The Linden tree
This was my house.
It is built of good, solid oak from the forests that covers this province. It is the same as all the houses around. There is a peaked roof covered in tar for weather. The walls are painted red, the colour of ox-blood. There is a porch with a hanging chair that creaks in the lightest of breezes, a sound that came to be natural as the birds or the leaves. The rooms are small but always tidy, with fine square edges.
Who knows how old it is? No one keeps record here. We work and sleep, and work and sleep. They say it is remembered in the stories but everyone is too tired to tell stories. It is enough to work and sleep.
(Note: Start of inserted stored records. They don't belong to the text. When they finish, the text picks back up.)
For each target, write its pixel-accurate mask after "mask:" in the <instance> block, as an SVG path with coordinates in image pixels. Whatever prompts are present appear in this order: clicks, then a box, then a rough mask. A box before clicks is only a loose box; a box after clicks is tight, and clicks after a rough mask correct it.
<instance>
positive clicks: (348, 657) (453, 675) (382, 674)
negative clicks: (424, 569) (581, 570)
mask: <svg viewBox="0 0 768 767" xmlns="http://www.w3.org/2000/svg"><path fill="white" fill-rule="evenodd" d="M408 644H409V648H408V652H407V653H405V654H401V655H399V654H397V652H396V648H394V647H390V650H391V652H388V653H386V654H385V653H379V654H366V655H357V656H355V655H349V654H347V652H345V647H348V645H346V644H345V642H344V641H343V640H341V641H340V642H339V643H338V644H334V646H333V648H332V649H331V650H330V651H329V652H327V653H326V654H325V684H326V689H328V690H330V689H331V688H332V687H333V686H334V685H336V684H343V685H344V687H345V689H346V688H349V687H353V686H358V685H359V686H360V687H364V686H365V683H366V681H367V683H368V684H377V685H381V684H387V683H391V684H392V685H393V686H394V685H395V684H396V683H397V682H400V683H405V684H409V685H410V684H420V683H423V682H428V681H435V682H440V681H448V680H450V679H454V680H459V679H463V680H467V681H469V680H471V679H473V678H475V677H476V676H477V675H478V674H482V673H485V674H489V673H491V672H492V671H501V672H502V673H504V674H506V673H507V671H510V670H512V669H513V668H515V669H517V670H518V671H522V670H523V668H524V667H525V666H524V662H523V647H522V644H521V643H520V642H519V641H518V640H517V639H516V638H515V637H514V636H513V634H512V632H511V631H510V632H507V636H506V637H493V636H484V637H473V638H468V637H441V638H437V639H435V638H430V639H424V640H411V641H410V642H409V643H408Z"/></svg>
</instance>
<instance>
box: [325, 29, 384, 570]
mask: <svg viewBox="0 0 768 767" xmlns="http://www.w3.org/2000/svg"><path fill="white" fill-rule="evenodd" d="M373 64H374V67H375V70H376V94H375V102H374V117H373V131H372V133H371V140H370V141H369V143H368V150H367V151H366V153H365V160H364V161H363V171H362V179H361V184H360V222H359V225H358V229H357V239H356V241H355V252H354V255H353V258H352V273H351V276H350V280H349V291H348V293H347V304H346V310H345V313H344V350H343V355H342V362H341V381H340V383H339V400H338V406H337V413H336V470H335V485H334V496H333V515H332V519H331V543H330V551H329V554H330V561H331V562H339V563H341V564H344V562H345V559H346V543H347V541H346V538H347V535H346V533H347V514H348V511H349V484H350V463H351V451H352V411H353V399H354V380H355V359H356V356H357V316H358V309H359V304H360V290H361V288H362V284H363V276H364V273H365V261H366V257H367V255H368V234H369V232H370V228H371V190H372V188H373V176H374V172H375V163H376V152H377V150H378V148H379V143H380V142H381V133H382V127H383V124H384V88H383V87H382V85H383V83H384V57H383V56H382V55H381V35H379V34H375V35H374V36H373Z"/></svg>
Bendt Ingemarsson built it, that we know. He came from the sea, a land of open space and perspective. He was seven foot tall and stretched a lot and bellowed like the moose. He was not from Smaland anyway. Ingemar, my father, came to own it and he was the one who began to find out how and why. He was the first to have a pen and paper on a small, walnut writing desk.
No one knows when the big Tilia was planted. My father estimated it was as old as Jesus Christ himself, and he was a strong religious. I sat in its branches and judged the passing seasons. In spring the bees were thirsty for all the nectar of the Linden tree and I envied Ove in the next valley who must have collected such honey from them. The ants had nests in summer. I would stick smoking twigs in the hard sand and watch them pour out. The owl had a house there too. One day I found the minuscule remains of a jackdaw chick pushed from the nest, stared and imagined that all animals closed their eyes when they died. I tried stuffing that bird, with stones from the shore.
It was the first tree to lose its leaves and the first to recover them, after the flimsy birch. Summer was at its height when its head of heart shaped leaves thrashed under a blue sky. In autumn I learnt my first story, of Siegfried who swam in a bath of dragon’s blood to gain immortality. A single leaf of the linden tree fell right onto him and stuck to his leg.
The only weakness he carried with him was the shape of a heart.
Each time the leaves fall, every September, I run and catch them. They are like stars for wishing but that is stupid. When they scatter on the ground they are more like islands in a sea, all fragments and each a separate place.